Since they are in a string, ParseInt does not parse the whole string, just finds the first applicable number from the start & returns it. If the start of the string cannot be parsed, it returns NaN
parseInt("-1000NOT_NUMBER") = -1000
parseInt("test-1000`) = NaN
You have to use eval function to do what you want, that evaluates given string as if it were a command entered into the console;
eval("-1000-500-75-33") = -1608
Was playing around with JS and noticed this.
Why does parseInt(1e+21) return 1 and parseInt(1e+20) return 100000000000000000000 ? parseInt(10e+20) also returns 1?
Why does parseInt(1.7976931348623157E+10308); return NaN while parseFloat(1.7976931348623157E+10308) returns Infinity?

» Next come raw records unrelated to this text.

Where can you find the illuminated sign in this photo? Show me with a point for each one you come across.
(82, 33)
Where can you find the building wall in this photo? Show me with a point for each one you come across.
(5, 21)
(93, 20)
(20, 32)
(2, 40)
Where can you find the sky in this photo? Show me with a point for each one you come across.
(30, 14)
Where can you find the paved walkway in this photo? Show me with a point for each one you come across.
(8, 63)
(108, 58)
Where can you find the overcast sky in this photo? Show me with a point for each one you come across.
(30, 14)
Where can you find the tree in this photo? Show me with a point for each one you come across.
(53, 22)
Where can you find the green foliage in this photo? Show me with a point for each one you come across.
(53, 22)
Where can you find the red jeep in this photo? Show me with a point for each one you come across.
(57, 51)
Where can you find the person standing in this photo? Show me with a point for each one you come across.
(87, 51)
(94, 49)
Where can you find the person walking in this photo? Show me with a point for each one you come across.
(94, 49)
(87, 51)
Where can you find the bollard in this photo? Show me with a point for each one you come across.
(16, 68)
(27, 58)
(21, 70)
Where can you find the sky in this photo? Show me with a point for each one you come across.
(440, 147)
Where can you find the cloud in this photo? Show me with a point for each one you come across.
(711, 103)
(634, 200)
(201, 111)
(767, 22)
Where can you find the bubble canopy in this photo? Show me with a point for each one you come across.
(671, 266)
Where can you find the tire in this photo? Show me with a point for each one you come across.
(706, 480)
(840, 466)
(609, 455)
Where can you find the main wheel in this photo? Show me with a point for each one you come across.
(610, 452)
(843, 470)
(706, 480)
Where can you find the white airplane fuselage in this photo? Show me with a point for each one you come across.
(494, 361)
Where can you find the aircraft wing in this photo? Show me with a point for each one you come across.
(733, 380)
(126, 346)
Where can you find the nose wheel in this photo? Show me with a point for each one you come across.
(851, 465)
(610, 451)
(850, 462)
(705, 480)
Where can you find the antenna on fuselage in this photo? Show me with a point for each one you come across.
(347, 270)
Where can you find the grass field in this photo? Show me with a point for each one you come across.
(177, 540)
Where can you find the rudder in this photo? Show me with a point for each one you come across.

Even made a fibonacci sequence and any value that has +21 exponents only returns the first digit:
parseFloat() will return the correct number till Infinity.
Fibonacci demo (int : parseInt() : parseFloat())
( tested in Chrome )
parseInt and parseFloat are supposed to parse strings and convert them to Numbers. So, when you pass them a Number, it gets coerced to a string by the interpreter. So, at least in Firefox, "" + 1e+20 outputs "100000000000000000000", and "" + 1e+21 outputs "1e+21".
Let's read the documentation of parseInt:
If parseInt encounters a character that is not a numeral in the specified radix, it ignores it and all succeeding characters and returns the integer value parsed up to that point
so parseInt("1.whatever") returns 1 and parseInt("32.231e+something") returns 32.
A similar thing must be happening with parseFloat.
It's the weak typing's fault. IMO the correct behaviour when doing what you do would be to throw an exception.
I have the following two parseInt() and I am not quite sure why they gave me different results:
alert(parseInt(0.00001)) shows 0;
alert(parseInt(0.00000001)) shows 1
My guess is that since parseInt needs string parameter, it treats 0.00001 as ""+0.00001 which is "0.00001", therefore, the first alert will show 0 after parseInt. For the second statement, ""+0.00000001 will be "1e-8", whose parseInt will be 1. Am I correct?
Thanks
I believe you are correct.
parseInt(0.00001) == parseInt(String(0.00001)) == parseInt('0.00001') ==> 0
parseInt(0.00000001) == parseInt(String(0.00000001)) == parseInt('1e-8') ==> 1
You are correct.
parseInt is intended to get a number from a string. So, if you pass it a number, it first converts it into a string, and then back into a number. After string conversion, parseInt starts at the first number in the string and gives up at the first non-number related character. So "1.e-8" becomes "1"
If you know you are starting with a string, and are just trying to get an Integer value, you can do something like.
Math.round(Number('0.00000001')); // 0
If you know you have a floating point number and not a string...
Math.round(0.00000001); // 0
You can also truncate, ceil(), or floor the number
parseInt takes each character in the first argument (converted to a string) that it recognizes as a number, and as soon as it finds a non-numeric value it ignores that value and the rest of the string. (see MDN second paragraph under "Description")
Therefore it's likely that parseInt(0.00000001) === parseInt(String(0.00000001)) === parseInt("1e-8"), which would only extract the 1 from the string yielding parseInt("1") === 1
However, there's another possibility:
From Mozilla developer network:
parseInt(string, radix);
for the string argument (emphasis added): "The value to parse. If string is not a string, then it is converted to one. Leading whitespace in the string is ignored."
I think this possibility is less likely, since String(0.00000001) does not yield NAN.